JP-A-8-160109 JP-A-5-258703 Japanese Patent Laid-Open No. 11-121561 JP-A-6-326165 JP 59-155941 A

  As described above, in the nanoprobe device, there is a problem that the measurement target may be smaller than the tip of the needle, and there is a problem of contact resistance between the needle and the sample, and therefore, an accurate electric resistance cannot be estimated depending on the sample. . In addition, the entire wafer inspection requires a tremendous amount of time and is virtually impossible. In an apparatus using an SEM, it was possible to determine the magnitude of electric resistance and electric capacity from a potential contrast image, but it was impossible to estimate an absolute value. In addition, although the resistance value can be calculated by measuring the leakage current, it takes a long time for the inspection and the high-speed inspection is impossible, and the entire surface inspection of the wafer requires a very long time. Furthermore, depending on the structure of the wafer (for example, when a pn junction is processed), it is difficult to distinguish between a normal part and a defective part from a potential contrast image.
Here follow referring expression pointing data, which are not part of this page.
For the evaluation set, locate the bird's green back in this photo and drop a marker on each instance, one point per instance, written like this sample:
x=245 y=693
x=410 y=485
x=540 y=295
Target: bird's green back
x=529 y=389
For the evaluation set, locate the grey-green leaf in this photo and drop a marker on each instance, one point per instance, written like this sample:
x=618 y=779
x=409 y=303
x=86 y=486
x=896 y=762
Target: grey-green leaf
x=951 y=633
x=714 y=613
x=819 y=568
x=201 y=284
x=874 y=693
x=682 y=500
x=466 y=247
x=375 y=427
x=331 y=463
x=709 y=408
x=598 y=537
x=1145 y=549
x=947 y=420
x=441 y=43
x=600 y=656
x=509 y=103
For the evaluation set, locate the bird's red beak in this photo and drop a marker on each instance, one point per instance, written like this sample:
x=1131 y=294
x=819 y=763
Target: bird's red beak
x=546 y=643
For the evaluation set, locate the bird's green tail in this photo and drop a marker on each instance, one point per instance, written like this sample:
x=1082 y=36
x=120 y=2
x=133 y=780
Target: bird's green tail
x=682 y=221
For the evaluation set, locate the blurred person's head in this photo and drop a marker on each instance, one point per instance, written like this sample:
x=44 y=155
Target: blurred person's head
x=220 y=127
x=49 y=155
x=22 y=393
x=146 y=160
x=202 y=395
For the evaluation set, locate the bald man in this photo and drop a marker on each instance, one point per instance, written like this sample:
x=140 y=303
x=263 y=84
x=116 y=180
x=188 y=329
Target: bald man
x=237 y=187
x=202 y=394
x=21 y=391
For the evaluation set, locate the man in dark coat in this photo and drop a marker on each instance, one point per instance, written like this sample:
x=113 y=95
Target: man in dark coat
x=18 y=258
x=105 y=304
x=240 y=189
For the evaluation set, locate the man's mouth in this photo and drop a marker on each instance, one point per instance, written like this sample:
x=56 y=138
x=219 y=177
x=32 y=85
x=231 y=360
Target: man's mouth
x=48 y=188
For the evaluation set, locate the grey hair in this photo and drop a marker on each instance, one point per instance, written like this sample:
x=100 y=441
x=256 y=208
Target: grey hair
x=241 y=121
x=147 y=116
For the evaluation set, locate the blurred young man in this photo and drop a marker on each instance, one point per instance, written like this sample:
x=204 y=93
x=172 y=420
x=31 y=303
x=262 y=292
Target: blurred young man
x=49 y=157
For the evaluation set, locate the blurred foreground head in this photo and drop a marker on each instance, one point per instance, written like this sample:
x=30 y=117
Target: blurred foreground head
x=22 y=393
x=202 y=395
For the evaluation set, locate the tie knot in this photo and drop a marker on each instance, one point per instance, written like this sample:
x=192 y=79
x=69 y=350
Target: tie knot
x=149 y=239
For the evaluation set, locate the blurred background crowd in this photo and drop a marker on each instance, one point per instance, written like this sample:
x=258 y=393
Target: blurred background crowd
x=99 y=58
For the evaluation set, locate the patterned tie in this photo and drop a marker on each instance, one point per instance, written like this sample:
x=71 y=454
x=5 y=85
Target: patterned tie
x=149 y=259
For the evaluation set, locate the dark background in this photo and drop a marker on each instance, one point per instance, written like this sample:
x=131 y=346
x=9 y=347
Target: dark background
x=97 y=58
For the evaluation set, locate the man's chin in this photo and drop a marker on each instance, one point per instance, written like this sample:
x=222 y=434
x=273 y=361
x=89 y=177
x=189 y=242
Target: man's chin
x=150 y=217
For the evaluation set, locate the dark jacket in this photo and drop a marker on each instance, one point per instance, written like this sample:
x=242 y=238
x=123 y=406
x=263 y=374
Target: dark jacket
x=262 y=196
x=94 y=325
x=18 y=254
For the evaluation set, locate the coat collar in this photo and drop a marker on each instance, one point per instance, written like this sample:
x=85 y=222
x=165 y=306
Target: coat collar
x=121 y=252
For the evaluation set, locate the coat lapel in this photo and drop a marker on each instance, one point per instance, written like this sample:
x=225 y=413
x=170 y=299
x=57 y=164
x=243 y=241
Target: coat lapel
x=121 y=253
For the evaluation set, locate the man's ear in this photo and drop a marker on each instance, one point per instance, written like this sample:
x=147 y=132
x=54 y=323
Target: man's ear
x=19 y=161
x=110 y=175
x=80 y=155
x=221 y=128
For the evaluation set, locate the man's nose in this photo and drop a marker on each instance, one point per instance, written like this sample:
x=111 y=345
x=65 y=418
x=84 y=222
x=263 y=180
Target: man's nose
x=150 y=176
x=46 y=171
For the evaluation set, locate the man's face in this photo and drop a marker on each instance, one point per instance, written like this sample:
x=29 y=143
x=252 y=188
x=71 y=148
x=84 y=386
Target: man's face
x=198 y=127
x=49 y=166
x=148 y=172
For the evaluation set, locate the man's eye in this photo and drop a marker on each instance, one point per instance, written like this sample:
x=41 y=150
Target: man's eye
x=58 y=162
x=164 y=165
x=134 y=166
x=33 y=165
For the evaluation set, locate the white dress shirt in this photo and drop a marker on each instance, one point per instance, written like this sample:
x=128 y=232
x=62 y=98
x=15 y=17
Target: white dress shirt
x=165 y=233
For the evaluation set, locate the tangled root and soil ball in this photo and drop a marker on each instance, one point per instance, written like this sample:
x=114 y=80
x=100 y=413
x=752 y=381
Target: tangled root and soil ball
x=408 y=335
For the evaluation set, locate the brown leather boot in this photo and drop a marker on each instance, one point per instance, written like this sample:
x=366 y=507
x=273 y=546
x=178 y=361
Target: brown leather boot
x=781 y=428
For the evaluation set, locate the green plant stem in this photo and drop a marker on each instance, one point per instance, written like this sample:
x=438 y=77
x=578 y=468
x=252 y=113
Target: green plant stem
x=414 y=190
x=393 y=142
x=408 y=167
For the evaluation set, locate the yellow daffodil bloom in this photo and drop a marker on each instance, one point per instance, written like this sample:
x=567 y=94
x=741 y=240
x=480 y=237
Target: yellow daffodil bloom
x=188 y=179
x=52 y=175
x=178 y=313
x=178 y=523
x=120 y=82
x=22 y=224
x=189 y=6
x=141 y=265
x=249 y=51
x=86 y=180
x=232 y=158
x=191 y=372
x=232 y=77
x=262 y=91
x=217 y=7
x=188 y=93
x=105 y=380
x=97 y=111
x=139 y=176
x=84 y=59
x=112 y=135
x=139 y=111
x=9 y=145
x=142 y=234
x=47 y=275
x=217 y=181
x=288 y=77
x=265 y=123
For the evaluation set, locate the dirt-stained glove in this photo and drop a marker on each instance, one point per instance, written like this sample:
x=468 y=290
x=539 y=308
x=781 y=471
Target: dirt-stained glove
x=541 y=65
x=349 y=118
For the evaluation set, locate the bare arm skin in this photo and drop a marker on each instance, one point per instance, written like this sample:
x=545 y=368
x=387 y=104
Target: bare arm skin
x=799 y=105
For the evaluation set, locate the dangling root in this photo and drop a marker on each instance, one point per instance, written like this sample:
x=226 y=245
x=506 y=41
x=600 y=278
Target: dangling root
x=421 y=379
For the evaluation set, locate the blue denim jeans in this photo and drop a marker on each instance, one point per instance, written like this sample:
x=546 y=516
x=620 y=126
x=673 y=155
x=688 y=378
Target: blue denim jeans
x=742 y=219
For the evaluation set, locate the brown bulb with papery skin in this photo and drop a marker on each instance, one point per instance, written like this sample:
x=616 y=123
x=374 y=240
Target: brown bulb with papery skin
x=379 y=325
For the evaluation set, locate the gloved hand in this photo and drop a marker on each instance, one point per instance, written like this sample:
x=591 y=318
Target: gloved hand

  The purpose of the present invention is to automatically calculate the values of electric resistance and electric capacity at high speed only by acquiring a potential contrast image, or to quickly determine the distribution and tendency of electric resistance and electric capacity on the surface of a substrate such as a wafer. An object is to provide a required inspection method and inspection apparatus. It is another object of the present invention to provide appropriate inspection conditions corresponding to the wafer structure.

  In order to solve the above problem, the charged particle beam image (potential contrast image) obtained when the sample is irradiated with the charged particle beam depends on the electrical resistance between the irradiation region and the ground, the electric capacity, and the irradiation time. I found out that I should use.

  The mechanism will be described with reference to FIG. As an irradiation particle, electrons are taken as an example, and the incident energy EPE is set to about 500 eV where the emission efficiency σ of the sum of secondary electrons and backscattered electrons is larger than 1. Usually, those having an energy of 50 eV or less are secondary electrons, and those having an energy of 50 eV or more are often backscattered electrons. When the insulator 60 is irradiated with an electron beam, the irradiated region 61 is positively charged (in this example, the case where it is charged to 4 V is shown as an example), and a potential barrier of Us [eV] is formed on the surface. .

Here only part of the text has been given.